¿A quién no le ha tocado escuchar en alguna comida, cena o fiesta al típico que trata de pasar por valiente, narrando cómo fue su última borrachera o cuántas veces le ha sido infiel a su esposa? Pues bien, detrás de todas esas “hazañas” se encuentra el pecado, la falta de sentido. A los ojos de muchos podrá quedar como un campeón, sin embargo, en el fondo, su vida es triste y vacía. En lugar de buscar el perdón y, desde ahí, recuperar el rumbo, prefiere presumir de sus miserias.
Ciertamente, no nos toca estar pendientes de lo que hagan los demás, sin embargo, hay que evitar caer en el error de aplaudir las malas acciones, aquello que deshumaniza, pues todo lo que tenga que ver con el mal -por muy atractivo que parezca- destruye en lugar de construir. Como me dijo en alguna ocasión un sacerdote escolapio: “no hay que recrearse en el pecado”. Aquí entra el sacramento de la confesión o reconciliación, dejando claro que el arrepentimiento no es un sinónimo de fracaso, sino de carácter, de madurez. Dicho de otra manera, es el primer paso para poder crecer como personas.
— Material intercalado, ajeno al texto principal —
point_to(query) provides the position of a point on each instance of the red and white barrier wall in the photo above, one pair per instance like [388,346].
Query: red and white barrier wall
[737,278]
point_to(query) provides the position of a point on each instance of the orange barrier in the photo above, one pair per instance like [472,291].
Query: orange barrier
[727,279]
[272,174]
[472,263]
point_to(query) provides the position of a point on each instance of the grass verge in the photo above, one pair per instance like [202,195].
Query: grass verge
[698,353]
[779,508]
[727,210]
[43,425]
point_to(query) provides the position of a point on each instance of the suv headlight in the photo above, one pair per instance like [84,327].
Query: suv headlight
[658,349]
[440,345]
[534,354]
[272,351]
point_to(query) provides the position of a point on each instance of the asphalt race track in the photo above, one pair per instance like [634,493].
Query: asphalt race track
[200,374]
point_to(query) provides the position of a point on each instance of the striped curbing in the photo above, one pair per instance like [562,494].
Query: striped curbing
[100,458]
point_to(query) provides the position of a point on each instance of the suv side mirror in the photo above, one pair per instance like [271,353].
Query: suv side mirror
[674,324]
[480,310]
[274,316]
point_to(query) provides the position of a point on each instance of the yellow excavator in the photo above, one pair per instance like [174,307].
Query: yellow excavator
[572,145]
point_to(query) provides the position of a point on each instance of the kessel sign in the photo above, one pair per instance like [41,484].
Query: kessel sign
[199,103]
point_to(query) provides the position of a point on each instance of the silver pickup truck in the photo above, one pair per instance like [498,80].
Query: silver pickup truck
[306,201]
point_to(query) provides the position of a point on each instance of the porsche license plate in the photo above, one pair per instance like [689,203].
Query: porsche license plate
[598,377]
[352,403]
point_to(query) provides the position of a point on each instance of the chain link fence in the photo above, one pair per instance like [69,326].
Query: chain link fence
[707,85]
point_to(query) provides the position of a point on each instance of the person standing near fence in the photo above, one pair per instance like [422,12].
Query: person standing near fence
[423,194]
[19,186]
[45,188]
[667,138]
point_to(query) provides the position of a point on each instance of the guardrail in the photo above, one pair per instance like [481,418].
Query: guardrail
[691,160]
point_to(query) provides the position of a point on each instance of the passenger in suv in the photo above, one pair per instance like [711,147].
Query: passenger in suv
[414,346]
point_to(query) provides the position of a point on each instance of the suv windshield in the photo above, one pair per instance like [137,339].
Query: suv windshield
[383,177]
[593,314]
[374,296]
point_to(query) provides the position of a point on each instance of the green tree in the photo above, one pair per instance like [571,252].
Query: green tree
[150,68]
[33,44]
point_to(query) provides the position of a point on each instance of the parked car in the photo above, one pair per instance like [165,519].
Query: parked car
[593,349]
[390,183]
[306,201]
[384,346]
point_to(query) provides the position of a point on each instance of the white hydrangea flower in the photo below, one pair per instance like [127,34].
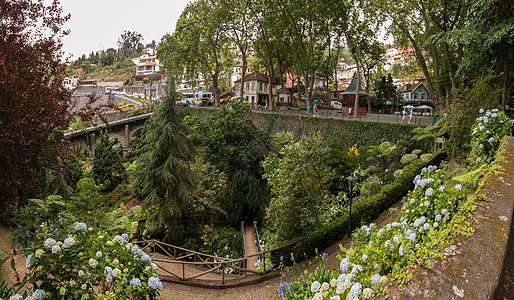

Sin estar todo el tiempo a la defensiva, es importante que seamos críticos con la sociedad de la que, de hecho, formamos parte activa. Lo anterior, siguiendo uno de los consejos de San Pablo, quien exhortaba a examinarlo todo y quedarse con lo bueno (Cf. 1, Tes 5, 21). Imitemos aquellas actitudes que edifican, evitando seguir modelos que atentan contra la libertad responsable. Sólo así conseguiremos parecernos más a Jesús.